Free the nipple is a topfreedom campaign created in 2012 during pre-production of a 2014 film of the same name. The campaign highlights the general convention of allowing men to appear topless in public while considering it sexual, suggestive, or indecent for women to do the same and asserts that this difference is discriminatory, contravening women's rights. The campaign argues that it should be legally and culturally acceptable for women to bare their nipples in public.

==History==
Historically, women have sometimes been arrested or charged with public indecency, disturbing the peace, or lewd behavior for baring their breasts in public, even in jurisdictions where there was no law explicitly prohibiting doing so. In New York State, female toplessness was made legal around 1990, and when a woman was arrested there in 2005 for appearing topless in public, a court ruled in her favor and she later received US$29,000 in damages.
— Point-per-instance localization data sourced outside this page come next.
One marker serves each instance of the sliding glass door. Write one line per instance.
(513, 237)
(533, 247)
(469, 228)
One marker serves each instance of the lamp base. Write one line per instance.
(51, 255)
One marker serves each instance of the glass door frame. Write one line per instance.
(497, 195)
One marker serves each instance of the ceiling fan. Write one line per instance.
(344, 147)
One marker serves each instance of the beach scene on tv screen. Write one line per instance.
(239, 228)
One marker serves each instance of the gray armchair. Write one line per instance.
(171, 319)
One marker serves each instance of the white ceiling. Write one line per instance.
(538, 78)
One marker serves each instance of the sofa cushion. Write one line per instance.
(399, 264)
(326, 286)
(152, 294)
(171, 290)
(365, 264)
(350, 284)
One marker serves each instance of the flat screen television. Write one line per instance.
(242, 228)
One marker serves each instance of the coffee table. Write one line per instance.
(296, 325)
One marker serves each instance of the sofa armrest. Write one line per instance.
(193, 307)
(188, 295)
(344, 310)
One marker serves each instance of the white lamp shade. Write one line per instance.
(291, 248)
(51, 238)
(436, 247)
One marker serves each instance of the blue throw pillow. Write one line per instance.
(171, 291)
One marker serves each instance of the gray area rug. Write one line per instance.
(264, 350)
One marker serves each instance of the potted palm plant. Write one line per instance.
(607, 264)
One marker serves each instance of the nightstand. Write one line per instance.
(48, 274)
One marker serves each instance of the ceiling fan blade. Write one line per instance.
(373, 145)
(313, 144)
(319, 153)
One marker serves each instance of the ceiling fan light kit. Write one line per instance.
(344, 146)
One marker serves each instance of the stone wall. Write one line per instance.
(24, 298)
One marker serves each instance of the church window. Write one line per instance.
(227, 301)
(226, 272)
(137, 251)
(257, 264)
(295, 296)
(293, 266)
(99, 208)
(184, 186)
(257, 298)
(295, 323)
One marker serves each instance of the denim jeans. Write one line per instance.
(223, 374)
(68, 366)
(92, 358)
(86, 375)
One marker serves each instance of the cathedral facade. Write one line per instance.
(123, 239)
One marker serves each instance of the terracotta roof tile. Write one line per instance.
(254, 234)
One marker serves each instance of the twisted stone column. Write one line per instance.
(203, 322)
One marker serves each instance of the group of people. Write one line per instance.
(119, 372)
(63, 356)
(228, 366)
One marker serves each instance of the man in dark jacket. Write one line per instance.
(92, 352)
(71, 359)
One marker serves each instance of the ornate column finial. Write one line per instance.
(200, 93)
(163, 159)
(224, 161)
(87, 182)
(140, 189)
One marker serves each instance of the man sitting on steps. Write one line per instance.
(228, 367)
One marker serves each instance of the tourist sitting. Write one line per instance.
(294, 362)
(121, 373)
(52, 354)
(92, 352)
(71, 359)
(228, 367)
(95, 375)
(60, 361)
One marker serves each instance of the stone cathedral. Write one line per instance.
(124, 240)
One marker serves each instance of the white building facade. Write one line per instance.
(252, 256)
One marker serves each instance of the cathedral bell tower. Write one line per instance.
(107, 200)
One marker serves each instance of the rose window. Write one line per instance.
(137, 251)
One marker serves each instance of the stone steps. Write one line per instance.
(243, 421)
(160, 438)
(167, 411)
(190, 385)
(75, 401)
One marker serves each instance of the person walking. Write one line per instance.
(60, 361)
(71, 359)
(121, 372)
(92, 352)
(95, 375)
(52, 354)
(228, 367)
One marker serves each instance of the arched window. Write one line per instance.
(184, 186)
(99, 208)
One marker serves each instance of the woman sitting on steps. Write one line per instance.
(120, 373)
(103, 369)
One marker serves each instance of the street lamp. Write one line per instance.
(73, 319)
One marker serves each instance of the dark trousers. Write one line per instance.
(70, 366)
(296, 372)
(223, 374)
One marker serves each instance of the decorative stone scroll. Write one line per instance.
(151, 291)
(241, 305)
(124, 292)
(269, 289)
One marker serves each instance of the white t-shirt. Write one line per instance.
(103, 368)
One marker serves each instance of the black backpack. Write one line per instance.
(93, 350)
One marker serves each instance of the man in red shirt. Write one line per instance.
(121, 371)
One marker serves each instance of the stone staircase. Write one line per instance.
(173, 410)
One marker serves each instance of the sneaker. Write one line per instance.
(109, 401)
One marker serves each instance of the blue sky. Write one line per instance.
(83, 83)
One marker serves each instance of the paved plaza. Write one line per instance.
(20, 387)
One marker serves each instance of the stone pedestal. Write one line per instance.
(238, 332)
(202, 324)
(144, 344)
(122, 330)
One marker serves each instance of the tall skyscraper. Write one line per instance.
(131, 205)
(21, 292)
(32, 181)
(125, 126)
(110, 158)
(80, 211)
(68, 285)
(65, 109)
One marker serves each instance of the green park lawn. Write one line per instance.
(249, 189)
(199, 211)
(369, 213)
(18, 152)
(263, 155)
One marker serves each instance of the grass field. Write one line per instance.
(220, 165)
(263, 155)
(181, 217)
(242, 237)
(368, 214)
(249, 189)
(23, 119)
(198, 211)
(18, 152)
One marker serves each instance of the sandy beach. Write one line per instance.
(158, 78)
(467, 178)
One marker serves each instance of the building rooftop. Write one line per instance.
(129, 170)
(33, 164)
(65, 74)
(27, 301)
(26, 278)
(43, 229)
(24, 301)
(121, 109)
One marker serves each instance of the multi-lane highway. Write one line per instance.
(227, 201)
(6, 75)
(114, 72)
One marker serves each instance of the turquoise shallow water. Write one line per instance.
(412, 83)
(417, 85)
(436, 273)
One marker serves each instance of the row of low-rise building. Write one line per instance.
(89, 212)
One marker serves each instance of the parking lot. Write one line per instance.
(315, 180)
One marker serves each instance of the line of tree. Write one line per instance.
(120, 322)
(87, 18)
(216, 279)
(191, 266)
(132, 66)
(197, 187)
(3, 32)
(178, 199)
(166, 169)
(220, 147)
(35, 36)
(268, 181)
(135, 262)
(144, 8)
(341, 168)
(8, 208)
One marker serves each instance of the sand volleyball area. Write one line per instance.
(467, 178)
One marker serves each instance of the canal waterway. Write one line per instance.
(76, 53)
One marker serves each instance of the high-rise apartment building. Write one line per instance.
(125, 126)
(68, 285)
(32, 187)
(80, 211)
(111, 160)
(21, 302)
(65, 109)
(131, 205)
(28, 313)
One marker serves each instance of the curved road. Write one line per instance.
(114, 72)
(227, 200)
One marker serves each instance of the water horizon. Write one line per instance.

In 2012, filmmaker Lina Esco created a documentary of herself running through the streets of New York topless. As the documentary was being made, she posted teaser clips with the hashtag #FreeTheNipple. In 2013, Facebook removed these clips from its website for violating its guidelines. In 2014, several celebrities such as Miley Cyrus, Lena Dunham, Chelsea Handler, Rihanna and Chrissy Teigen posted photos on social media to show their support of Esco's initiative.

In 2015, the campaign received attention in Iceland after a teenage student activist posted a photo of herself topless and was harassed for doing so. In support of the student and the initiative, Björt Ólafsdóttir, a Member of Parliament, posted a topless photo of herself in solidarity.

In 2016, two protesters, Tiernan Hebron and UCSD graduate student Anni Ma were arrested for indecent exposure outside of a campaign appearance for Senator Bernie Sanders on 23 March. They appeared topless except for pieces of tape over their nipples, and had the words "Free the Nipple", "Equality", and "Feel the Bern" written on their chests. Los Angeles Police officers asked them to cover their breasts, and the two women refused and were arrested. They were held for 25 hours in jail but were not charged with any crime. After being released, Ma filed a federal lawsuit against the Los Angeles Police Department. Ma said that her action was not lewd because mammary glands are not sexual organs, but rather have the purpose of breastfeeding children, and said she believed she did not at any point show her "genitals" or "private parts". Her attorney claims she was never "nude" and that California's indecent exposure law applies only to genitals, not breasts. Her lawsuit also alleged that her constitutional rights had been violated, that she had been subject to unlawful gender discrimination, and that federal civil rights laws had been violated. She was topless at a Bernie Sanders campaign rally, 19 March 2016, in Phoenix, Arizona, and she was led to the back of the venue without incident. On 23 January 2016, Anni Ma, as a FEMEN activist, Carly Mitchell, Chelsea Ducote and Marston protested at a "Walk For Life" event at the San Francisco City Hall and the Civic Center.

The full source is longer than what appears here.